LinkedIn today released DeText, an open source framework for natural language process-related ranking, classification, and language generation tasks. It leverages semantic matching, using deep neural networks to understand member intents in search and recommender systems. As a general framework, LinkedIn says it can be applied to a range of tasks, including search and recommendation ranking, multi-class classification, and query understanding.

According to LinkedIn senior engineering manager Weiwei Guo, DeText was designed with enough flexibility to meet the requirements of different production services. It's powered by "state-of-the-art" algorithms incorporated in an end-to-end model where the variables are jointly updated, but it attempts to balance its overall effectiveness with high efficiency.

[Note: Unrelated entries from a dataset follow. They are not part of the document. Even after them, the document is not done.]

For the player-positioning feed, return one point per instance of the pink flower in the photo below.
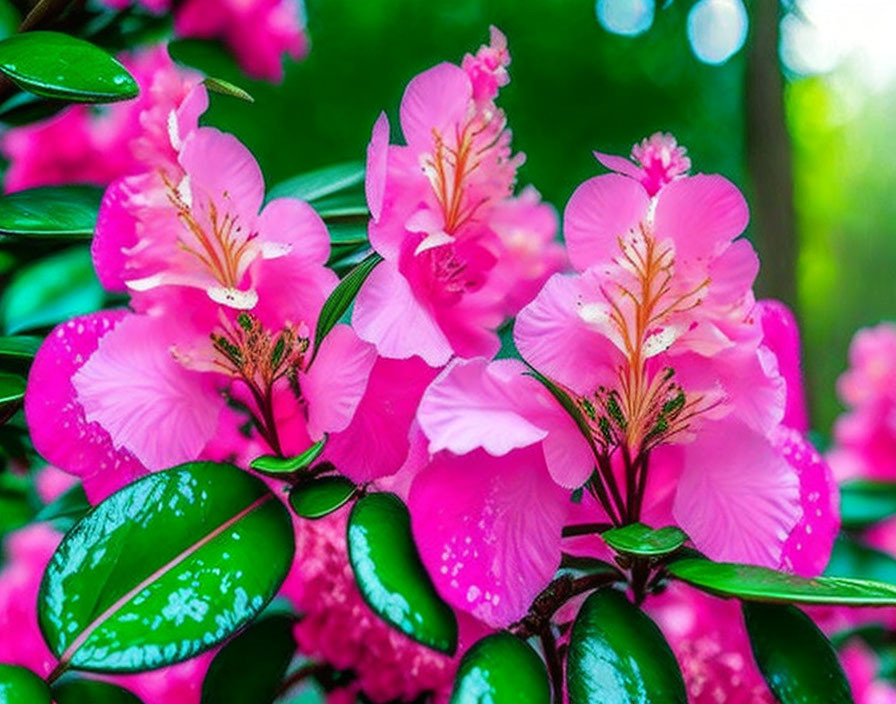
(81, 145)
(28, 552)
(460, 253)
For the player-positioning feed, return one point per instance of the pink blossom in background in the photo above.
(460, 252)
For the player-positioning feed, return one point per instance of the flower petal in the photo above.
(600, 211)
(489, 530)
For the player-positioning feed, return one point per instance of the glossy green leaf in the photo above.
(342, 297)
(617, 655)
(56, 65)
(272, 464)
(638, 539)
(501, 669)
(763, 584)
(164, 569)
(19, 685)
(864, 502)
(797, 660)
(60, 212)
(323, 182)
(391, 576)
(19, 346)
(84, 691)
(250, 668)
(53, 289)
(320, 497)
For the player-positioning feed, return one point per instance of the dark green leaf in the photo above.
(798, 662)
(164, 569)
(342, 298)
(51, 290)
(56, 65)
(84, 691)
(617, 655)
(250, 668)
(319, 497)
(219, 85)
(863, 502)
(762, 584)
(19, 685)
(501, 669)
(60, 212)
(323, 182)
(638, 539)
(391, 576)
(271, 464)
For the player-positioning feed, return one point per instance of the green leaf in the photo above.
(19, 685)
(617, 655)
(84, 691)
(501, 669)
(638, 539)
(165, 569)
(59, 212)
(762, 584)
(320, 497)
(342, 297)
(20, 346)
(798, 662)
(323, 182)
(864, 502)
(250, 668)
(56, 65)
(50, 291)
(219, 85)
(391, 576)
(272, 464)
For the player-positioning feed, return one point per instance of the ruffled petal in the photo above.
(600, 211)
(489, 530)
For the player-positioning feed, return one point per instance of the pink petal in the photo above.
(780, 333)
(600, 211)
(809, 544)
(434, 100)
(376, 442)
(59, 429)
(291, 226)
(389, 315)
(147, 401)
(477, 404)
(336, 381)
(701, 214)
(738, 498)
(377, 161)
(554, 337)
(488, 529)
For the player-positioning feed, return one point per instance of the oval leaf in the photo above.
(60, 212)
(60, 66)
(391, 576)
(617, 655)
(320, 497)
(798, 662)
(864, 502)
(762, 584)
(501, 669)
(265, 650)
(165, 569)
(339, 301)
(272, 464)
(638, 539)
(19, 685)
(81, 691)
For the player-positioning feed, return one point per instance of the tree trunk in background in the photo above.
(769, 157)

"The framework allows users to better utilize models and embeddings across real-world applications," Guo told VentureBeat via email. "It has been applied at LinkedIn across search and recommendation ranking, query intent classification, and query auto-completion, with significant improvements in relevance ranking for members searching people and jobs."

DeText contains multiple components, all of which can be customized via preloaded templates:

An embedding layer that converts a sequence of words into a matrix, a set of numbers arranged in rows and columns. (Matrices are often used to represent the data that feeds into AI models.)
Models for text encoding, which map text data into fixed-length embeddings, or numerical representations from which algorithms can learn.
An interaction layer that generates features based on the above-mentioned text embeddings.
Feature processing that combines traditional features with the interaction features (deep features) in jointly trained wide linear models and deep neural networks. (In this context, features refer to individual measurable properties and characteristics of phenomena being observed.)
An MLP layer that combines wide and deep features.

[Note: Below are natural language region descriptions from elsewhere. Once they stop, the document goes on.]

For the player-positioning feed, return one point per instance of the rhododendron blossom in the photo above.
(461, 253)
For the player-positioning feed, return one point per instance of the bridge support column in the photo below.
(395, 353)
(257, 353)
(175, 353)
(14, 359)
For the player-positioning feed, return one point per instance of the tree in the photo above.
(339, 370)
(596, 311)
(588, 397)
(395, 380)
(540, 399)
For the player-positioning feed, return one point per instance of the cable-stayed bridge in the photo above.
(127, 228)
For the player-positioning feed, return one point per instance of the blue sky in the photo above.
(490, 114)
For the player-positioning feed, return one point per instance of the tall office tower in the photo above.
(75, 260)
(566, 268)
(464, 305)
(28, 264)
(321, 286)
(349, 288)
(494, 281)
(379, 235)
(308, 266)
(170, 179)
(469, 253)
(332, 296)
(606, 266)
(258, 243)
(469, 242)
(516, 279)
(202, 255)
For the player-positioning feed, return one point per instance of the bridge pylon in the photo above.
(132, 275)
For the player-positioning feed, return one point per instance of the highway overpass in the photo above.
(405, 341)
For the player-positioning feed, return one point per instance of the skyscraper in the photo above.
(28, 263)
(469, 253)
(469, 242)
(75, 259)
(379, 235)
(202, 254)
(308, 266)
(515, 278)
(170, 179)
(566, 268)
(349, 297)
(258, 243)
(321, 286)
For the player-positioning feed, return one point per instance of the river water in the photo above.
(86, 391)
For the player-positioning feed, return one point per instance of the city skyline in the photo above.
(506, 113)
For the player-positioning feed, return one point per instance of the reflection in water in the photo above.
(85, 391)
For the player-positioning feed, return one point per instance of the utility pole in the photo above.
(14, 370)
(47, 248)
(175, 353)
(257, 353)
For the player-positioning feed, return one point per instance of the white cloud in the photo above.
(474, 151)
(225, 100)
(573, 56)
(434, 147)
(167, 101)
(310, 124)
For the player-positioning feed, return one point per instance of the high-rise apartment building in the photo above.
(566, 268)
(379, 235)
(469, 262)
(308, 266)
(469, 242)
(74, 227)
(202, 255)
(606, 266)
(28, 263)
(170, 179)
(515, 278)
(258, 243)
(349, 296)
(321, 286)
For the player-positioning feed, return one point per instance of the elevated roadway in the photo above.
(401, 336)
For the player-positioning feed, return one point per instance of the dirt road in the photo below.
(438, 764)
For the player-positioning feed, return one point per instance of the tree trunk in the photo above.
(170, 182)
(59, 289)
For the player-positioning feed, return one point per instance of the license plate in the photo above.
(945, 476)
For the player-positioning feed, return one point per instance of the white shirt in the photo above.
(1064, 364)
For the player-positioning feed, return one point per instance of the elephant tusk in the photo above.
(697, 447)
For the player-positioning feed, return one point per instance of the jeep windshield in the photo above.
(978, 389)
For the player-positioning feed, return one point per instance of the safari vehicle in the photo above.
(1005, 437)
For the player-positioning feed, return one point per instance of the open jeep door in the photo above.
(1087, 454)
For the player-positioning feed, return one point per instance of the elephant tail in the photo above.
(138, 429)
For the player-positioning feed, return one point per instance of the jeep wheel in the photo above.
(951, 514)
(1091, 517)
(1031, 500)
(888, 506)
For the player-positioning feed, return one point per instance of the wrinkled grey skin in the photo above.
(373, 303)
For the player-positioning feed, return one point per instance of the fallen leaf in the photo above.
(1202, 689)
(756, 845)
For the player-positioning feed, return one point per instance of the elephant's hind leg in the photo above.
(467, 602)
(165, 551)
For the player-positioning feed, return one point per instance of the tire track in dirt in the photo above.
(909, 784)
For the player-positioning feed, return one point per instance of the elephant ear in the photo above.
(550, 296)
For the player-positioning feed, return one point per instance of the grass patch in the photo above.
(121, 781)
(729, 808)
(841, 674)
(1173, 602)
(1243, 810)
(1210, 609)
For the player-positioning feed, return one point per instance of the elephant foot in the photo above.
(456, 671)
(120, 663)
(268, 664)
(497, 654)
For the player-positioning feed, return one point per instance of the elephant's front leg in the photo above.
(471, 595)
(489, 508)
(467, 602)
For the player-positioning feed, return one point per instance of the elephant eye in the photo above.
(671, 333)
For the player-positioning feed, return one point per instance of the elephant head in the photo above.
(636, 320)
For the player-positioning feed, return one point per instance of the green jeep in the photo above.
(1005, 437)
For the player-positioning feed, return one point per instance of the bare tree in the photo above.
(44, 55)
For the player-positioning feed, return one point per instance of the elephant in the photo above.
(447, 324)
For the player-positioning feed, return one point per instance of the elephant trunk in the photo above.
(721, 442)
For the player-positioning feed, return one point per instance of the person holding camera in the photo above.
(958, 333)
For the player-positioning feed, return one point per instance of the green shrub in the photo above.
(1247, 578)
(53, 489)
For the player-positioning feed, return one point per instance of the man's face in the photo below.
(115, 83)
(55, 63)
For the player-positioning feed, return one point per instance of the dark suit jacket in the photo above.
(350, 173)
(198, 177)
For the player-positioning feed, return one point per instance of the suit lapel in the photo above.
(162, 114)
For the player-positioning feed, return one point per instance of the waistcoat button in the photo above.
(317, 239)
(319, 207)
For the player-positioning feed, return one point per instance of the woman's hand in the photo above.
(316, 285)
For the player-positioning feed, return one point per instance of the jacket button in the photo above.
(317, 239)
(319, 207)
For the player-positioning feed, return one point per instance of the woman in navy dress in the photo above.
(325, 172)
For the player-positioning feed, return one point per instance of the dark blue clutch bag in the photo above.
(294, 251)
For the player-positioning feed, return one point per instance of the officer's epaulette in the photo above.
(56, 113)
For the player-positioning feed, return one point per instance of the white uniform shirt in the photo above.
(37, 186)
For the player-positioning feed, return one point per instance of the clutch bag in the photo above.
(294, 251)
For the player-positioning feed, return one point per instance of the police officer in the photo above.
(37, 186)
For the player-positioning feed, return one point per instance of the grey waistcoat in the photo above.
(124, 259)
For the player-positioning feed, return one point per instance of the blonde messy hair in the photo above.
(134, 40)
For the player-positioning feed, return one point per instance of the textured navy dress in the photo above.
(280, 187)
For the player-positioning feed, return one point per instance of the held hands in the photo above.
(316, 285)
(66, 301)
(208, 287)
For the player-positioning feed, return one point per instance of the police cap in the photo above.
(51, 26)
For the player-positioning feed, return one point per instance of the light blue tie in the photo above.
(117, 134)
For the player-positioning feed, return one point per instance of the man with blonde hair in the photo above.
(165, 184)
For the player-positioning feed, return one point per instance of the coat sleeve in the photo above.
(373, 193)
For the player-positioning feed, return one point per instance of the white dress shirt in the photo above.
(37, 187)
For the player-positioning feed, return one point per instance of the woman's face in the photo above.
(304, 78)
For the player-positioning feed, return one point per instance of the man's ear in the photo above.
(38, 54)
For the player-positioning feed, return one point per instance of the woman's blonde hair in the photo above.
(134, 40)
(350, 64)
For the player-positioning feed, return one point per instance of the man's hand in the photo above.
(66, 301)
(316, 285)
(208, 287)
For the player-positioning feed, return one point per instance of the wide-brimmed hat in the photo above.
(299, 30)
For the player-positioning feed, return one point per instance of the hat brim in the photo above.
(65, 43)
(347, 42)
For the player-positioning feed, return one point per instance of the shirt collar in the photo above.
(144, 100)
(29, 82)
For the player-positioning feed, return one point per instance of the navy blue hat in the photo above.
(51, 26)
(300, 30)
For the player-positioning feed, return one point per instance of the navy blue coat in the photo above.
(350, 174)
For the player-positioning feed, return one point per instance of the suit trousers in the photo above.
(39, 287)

Running DeText requires creating and launching a dev environment with the necessary dependencies, including Python. But once it's installed, an example model can be trained on the sample data set from the GitHub repository.

"Deep learning-based natural language processing has the potential to deepen how search and recommender systems understand human intent. Yet the ability to leverage models ... in commercial applications remains unwieldy due to its heavy computational load, especially when it comes to ranking results and classifying text," Guo continued. "DeText can be thought of as a cordless drill that allows users to easily swap and optimize natural language processing models, depending on the use case."

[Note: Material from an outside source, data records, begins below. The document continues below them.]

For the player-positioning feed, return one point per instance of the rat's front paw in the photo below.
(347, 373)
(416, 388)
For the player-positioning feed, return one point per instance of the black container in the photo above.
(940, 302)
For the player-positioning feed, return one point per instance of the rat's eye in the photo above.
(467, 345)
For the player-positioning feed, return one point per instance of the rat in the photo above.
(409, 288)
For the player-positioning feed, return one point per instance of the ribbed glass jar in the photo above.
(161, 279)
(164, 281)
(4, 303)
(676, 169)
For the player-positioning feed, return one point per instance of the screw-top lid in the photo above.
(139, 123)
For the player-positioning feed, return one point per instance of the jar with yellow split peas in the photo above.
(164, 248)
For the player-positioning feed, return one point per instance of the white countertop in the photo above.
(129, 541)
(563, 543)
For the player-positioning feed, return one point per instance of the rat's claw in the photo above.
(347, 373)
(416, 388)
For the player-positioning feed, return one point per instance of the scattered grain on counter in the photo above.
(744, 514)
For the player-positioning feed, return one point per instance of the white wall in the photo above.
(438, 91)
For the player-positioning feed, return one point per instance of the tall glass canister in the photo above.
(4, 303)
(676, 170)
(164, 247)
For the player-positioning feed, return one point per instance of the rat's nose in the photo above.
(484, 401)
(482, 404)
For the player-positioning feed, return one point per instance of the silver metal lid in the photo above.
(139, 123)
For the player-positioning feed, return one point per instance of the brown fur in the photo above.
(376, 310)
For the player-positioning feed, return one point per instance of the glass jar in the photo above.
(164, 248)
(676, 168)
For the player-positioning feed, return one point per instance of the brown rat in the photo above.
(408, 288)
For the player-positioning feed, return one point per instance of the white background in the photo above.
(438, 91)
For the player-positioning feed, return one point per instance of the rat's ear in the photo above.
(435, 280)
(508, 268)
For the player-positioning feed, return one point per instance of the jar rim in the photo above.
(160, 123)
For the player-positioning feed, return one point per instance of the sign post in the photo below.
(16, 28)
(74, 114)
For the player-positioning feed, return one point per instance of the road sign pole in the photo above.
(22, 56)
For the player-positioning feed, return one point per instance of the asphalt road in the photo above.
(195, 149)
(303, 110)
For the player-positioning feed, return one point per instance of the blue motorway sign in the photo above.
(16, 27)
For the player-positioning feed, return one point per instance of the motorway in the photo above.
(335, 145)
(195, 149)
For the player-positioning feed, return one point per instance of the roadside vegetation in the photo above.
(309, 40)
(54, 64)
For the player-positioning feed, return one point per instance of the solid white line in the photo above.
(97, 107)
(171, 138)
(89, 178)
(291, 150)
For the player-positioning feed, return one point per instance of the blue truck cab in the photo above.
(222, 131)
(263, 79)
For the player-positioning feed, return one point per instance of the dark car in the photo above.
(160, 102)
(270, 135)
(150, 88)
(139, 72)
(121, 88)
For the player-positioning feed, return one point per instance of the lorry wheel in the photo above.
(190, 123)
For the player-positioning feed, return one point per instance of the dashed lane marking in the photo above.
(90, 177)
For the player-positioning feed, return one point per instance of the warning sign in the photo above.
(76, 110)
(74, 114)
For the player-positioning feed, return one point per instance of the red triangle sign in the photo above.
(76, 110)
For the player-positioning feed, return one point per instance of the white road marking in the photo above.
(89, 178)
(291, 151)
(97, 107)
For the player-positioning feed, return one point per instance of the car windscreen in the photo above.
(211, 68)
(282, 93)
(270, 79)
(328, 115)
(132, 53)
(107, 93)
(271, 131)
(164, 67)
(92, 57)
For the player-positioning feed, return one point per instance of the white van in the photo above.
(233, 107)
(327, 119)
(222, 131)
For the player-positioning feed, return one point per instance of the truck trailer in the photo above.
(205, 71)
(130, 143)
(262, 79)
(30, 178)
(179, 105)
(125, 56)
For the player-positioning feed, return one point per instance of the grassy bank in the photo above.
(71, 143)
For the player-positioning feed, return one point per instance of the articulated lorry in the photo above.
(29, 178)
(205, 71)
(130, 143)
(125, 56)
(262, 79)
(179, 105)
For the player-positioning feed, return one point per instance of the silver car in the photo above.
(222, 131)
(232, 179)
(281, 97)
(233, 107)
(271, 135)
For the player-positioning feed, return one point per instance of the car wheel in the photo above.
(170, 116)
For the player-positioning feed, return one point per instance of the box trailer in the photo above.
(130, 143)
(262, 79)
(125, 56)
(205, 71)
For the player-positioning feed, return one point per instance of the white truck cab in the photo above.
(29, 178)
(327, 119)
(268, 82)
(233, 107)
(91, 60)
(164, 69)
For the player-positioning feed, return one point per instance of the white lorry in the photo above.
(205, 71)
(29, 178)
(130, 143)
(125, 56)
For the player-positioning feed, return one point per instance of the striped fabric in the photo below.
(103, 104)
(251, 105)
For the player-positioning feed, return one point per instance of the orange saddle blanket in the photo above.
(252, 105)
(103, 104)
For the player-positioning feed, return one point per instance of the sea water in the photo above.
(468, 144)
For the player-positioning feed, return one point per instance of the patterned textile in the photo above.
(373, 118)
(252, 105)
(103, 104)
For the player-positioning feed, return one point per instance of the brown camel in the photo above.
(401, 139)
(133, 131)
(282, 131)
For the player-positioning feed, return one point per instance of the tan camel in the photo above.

LinkedIn's use of AI is pervasive. In October 2019, the Microsoft-owned platform pulled back the curtains on a model that generates text descriptions for images uploaded to LinkedIn, achieved using Microsoft's Cognitive Services platform and a unique LinkedIn-derived data set. LinkedIn's Recommended Candidates feature learns the hiring criteria for a given role and automatically surfaces relevant candidates in a dedicated tab. And its AI-driven search engine employs data like the kinds of things people post on their profiles and the searches candidates perform to produce predictions for best-fit jobs and job seekers. Moreover, LinkedIn's AI-driven moderation tool automatically spots and removes inappropriate user accounts.